Figure 5. Comparison of the junctions between the LSC, SSC, and IR regions among Chaetoceros cpDNAs.
Variation Hotspots in the Chloroplast Genomes of Chaetoceros Species
Although these nine Chaetoceros cpDNAs showed generally high collinearity, local regions of these cpDNA sequences showed substantial variations at the DNA level. To quantify sequence divergence in these Chaetoceros cpDNAs, we calculated and compared the nucleotide diversity (Pi) values of the Chaetoceros cpDNAs with a window size of 600 bp and a step size of 50 bp. Pi values ranged from 0.0031 to 0.3442. In this analysis, 62 windows were found to have high nucleotide diversity, with Pi greater than 0.25. The main regions contained syfB, ropC2, rpoB genes, and acpP-ycf45 (Figure 6A). Based on the total number of single nucleotide variations (SNVs) and gaps in each window and the ability to distinguish different Chaetoceros species, we identified a hotspots region with 354 SNVs and no gaps (position: 19,025–19,624 bp in C. muelleri cpDNA), which contained a gene syfB (Figure 6B).
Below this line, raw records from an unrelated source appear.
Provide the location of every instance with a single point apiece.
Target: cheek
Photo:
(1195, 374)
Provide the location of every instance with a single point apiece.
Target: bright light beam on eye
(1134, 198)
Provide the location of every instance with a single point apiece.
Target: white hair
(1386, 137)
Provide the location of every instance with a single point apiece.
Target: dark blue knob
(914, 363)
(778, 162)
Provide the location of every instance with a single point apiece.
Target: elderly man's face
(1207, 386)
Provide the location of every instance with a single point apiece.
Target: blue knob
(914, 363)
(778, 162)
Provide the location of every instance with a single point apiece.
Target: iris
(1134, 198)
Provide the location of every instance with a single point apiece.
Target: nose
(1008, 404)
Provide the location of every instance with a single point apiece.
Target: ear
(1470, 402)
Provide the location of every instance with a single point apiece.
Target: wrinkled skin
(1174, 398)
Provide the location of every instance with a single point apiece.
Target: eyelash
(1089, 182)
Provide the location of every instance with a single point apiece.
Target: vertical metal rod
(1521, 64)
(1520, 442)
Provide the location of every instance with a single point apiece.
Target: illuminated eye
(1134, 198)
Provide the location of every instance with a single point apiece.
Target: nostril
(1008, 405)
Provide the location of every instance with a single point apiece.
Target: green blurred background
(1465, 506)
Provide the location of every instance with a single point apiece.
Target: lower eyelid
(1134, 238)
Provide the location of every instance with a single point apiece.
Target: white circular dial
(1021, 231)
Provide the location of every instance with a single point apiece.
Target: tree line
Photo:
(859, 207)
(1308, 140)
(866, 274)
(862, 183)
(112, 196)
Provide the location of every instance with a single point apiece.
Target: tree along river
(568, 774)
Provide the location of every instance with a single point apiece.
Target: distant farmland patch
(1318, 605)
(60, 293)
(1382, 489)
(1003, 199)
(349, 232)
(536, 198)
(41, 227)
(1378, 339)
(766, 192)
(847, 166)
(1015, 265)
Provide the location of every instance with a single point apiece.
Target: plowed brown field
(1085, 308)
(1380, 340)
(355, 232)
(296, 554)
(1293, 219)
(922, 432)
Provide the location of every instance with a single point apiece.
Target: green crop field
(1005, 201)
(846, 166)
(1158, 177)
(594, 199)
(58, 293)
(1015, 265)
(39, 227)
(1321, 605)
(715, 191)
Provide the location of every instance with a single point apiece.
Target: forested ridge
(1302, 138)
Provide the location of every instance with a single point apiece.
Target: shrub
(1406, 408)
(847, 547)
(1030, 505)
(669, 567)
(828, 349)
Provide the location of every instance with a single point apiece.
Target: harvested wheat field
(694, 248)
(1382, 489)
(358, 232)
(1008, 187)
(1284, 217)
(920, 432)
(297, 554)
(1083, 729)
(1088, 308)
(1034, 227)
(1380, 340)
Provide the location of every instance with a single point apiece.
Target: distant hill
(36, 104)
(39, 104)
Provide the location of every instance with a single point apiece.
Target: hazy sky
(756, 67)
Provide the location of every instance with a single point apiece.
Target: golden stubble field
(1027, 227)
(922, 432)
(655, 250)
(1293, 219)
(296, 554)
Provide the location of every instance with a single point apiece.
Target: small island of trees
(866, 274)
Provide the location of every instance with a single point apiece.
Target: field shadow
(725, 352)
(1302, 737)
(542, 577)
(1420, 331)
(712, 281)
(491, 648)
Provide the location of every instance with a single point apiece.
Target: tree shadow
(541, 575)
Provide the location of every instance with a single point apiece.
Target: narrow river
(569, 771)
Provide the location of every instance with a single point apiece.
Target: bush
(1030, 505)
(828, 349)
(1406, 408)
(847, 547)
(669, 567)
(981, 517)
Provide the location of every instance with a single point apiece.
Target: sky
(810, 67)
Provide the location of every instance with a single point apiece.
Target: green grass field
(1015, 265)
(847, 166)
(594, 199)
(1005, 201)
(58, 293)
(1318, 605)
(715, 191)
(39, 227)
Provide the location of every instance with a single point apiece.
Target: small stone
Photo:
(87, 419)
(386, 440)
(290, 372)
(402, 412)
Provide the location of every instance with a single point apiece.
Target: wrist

Figure 6. Sliding window analysis of aligned whole cpDNAs of the Chaetoceros. Window length, 600 bp; step size, 50 bp. (A) Based on nucleotide diversity values and (B) the distribution of indel.
To evaluate the resolution power of the hotspots region as a molecular marker, we carried out phylogenetic analysis using it and the result showed that the hotspots region could be used as molecular markers to distinguish different Chaetoceros species (Supplementary Figures 3A, 4A).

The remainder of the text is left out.